The idea of general revelation seems forgotten in the modern theological discourse as we debate things like “Would Jesus allow trans kids to play games with their friends?” and “Is empathy a sin?” But the idea that all people understand on some level that there is a Creator remains one of the most crucial tenets of faith. Taken to one extreme, it becomes the founding idea of Universalism, to another the way you explain other faiths sharing creeds and ideas with yours. Others see it as permission to condemn those who “know better.”
I’m not saying that Christopher Nolan’s Interstellar (2014) is the greatest example of general revelation in film, but I did say that when I was a punk kid in Theology 201 trying to explain the idea to classmates. More than that, it’s the idea of God itself that the film really illuminates for those who are not equipped to turn the abstract concepts of predestination and free will over in their head.

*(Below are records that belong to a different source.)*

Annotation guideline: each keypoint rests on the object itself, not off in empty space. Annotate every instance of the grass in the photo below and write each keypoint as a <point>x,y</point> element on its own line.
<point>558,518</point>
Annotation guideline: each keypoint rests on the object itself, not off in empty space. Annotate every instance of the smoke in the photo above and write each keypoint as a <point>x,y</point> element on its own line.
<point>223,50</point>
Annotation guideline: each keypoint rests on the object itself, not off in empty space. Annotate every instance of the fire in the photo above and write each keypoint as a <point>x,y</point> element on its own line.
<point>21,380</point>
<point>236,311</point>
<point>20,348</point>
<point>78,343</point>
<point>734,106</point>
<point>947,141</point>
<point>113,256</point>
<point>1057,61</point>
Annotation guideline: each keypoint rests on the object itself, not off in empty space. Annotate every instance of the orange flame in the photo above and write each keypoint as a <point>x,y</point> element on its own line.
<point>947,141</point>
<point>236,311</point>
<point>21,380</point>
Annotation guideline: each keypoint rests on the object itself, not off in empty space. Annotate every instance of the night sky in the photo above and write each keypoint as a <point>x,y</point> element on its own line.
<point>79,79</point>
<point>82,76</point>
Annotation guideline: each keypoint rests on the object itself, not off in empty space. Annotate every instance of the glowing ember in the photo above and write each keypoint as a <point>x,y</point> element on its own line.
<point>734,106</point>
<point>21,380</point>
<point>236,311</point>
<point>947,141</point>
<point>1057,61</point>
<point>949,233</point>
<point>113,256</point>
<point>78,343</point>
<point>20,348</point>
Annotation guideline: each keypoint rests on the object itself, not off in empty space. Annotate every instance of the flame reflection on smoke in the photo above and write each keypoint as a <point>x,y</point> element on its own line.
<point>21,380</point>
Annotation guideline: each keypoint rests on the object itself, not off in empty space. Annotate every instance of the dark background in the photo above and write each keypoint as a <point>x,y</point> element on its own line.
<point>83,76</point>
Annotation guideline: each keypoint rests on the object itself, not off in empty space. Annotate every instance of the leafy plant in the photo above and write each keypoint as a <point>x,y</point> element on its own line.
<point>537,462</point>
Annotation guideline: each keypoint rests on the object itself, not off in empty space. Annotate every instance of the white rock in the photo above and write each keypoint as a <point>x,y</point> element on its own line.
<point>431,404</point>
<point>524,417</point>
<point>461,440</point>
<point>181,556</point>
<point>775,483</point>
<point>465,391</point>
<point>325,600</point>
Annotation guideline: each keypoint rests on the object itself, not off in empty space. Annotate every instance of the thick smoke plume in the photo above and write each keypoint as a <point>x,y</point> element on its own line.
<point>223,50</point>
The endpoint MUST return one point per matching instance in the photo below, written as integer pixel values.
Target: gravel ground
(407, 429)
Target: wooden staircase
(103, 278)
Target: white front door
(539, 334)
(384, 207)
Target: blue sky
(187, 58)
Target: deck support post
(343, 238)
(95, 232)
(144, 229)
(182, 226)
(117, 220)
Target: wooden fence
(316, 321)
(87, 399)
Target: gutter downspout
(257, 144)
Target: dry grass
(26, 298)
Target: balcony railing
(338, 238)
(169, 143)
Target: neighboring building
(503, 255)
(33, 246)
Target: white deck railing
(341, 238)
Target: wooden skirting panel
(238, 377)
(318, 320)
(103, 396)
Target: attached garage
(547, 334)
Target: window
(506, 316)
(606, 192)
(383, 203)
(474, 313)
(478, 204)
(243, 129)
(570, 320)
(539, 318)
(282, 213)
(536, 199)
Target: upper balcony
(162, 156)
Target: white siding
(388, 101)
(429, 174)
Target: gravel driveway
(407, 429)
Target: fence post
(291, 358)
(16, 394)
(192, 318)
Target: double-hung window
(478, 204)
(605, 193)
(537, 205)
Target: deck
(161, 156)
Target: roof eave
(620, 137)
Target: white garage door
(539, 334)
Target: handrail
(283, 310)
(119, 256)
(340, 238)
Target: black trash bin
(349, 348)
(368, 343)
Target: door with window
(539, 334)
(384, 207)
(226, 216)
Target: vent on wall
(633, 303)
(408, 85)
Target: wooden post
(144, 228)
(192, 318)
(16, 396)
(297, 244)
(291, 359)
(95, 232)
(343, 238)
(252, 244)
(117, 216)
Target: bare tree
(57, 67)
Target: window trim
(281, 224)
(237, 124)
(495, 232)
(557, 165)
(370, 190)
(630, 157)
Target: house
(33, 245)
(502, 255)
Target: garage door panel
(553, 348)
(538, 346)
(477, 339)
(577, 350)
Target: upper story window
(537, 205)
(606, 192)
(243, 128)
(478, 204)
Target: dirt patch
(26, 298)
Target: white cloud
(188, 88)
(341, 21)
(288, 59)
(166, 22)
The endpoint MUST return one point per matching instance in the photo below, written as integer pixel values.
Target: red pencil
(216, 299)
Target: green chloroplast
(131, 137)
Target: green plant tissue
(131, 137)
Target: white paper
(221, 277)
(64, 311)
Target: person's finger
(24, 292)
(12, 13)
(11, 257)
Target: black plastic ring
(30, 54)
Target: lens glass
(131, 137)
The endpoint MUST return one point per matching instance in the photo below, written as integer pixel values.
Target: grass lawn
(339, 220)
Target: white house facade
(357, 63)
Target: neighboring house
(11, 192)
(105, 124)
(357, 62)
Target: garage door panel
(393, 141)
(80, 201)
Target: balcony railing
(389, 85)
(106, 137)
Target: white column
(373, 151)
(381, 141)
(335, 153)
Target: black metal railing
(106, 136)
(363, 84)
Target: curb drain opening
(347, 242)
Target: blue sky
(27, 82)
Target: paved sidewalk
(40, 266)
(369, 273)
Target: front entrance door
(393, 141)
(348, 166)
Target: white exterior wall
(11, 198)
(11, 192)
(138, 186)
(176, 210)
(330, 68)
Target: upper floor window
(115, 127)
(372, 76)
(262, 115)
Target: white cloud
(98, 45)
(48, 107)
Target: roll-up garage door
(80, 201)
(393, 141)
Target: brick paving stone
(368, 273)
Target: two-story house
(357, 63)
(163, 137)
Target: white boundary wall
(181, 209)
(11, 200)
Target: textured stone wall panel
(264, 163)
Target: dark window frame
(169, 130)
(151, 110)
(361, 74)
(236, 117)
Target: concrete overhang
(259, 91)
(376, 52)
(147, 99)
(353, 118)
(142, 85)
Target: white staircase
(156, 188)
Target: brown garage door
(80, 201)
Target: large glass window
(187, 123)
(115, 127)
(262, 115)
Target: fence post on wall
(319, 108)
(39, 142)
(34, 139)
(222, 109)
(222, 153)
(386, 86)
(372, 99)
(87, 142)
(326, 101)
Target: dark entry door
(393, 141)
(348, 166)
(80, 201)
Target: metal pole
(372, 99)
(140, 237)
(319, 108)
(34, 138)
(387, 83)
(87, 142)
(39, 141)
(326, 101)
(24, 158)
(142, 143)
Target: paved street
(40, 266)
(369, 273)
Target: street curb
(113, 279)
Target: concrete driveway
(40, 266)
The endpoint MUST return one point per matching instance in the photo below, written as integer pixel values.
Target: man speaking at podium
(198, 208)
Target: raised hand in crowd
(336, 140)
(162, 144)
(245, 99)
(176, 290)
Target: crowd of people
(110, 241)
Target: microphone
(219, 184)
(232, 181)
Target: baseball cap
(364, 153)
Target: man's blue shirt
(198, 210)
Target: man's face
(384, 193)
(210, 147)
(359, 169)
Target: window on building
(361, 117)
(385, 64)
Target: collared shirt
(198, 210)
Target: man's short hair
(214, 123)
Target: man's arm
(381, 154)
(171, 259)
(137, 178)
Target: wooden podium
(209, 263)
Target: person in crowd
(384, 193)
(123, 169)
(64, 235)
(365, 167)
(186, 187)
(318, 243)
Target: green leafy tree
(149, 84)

If God is a being outside of time and space who is encountering all of time at once, are these two ideas not the same phenomenon described from a linear and non-linear point of view in time?
What better description of such a God is there than love as a metaphysical force of nature that reaches out through time and space and nudges existence to inform, yet relies on the actions of the individual to accomplish the goal? If you struggle with conceptualizing God as anything beyond the human on the cross, take in Interstellar, and let your mind reconcile the abstract with the literal. It’s a great tool.